I'm not a fan of all women shortlists but there is a huge amount of discrimination against women in politics. Parliamentary candidates are vetted, trained and approved by the parties nationally. These processes are relatively fair to people from any background.

The problem comes when you get to the selection for an individual seat. Then the local party members get to choose who they want to represent them. Despite many efforts from all parties a huge number of these people still see a future MP as a white be-suited man in his mid-thirties to mid-forties, married with a lovely wife and preferably some children. They seem to have this view in their head and anybody who doesn't fit this model is starting with a disadvantage.

I've talked to many women involved in selection processes over the years. They get a hard time for having children (should be looking after them) or for not having children (hard career woman, not natural). They get a hard time for being married (your poor husband) or not being married (a bit odd). They get told they are too young to have enough experience if they stand before they have babies or too old if they wait until they are older. They get upbraided for wearing clothes that are too bright or too sombre. I had one friend who was told both in one selection campaign.

I could go on and on.

scottishmummy · 13/06/2009 17:07

perhaps remove the selection panel,widen the criteria.

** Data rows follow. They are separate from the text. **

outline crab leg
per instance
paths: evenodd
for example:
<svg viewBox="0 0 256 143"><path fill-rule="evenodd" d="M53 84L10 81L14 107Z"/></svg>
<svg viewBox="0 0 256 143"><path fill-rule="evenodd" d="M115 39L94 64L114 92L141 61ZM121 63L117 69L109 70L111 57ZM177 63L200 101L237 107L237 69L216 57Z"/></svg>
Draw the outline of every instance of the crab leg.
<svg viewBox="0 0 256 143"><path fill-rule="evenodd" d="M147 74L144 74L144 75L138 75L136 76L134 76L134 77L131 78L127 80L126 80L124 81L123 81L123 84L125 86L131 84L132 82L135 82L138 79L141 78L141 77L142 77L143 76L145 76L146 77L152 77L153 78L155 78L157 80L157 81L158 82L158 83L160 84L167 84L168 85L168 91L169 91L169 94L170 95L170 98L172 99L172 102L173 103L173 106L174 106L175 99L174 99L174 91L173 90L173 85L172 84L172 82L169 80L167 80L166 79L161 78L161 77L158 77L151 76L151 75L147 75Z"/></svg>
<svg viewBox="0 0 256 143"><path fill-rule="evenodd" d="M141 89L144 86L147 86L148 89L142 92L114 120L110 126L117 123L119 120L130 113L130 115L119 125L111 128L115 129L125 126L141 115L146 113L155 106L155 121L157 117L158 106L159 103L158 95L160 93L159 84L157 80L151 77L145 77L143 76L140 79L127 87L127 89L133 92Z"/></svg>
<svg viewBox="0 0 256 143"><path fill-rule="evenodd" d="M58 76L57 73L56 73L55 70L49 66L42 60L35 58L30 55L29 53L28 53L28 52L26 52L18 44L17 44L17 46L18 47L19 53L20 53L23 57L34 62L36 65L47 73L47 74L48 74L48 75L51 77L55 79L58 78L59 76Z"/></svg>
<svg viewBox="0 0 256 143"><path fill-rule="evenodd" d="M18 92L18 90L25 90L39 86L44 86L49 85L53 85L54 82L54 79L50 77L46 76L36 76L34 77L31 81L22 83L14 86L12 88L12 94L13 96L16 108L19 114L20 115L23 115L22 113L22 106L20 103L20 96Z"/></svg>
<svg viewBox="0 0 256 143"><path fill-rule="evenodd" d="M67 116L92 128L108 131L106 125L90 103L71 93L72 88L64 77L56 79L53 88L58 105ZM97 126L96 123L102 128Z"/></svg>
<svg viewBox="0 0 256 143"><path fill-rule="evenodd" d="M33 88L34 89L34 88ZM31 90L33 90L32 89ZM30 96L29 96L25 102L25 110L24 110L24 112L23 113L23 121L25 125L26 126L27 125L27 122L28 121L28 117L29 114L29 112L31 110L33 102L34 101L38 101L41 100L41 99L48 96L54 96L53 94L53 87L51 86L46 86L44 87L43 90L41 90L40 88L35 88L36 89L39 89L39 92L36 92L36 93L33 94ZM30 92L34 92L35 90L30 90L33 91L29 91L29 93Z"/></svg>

perhaps all party members able to vote upion candidates
perhaps local constituency residents vote for candidates irrespective of party membership

ThingOne · 13/06/2009 17:15

The parties have, in general, managed to beat the selection panels around the head about being fair, but they cannot change every local member. The local selection panels tend to sift through all applicants and decide which few to put forward for a vote amongst party/TU members.

The Tories have tried imposing candidates, and have tried "primaries" where any local resident could vote but these moves have not been hugely successful. The Labour party has imposed candidates and it's always unpopular.

I don't know what the answer is. I worked on this for years before children and thought I had some answers. But I'm royally fucked off about it all now.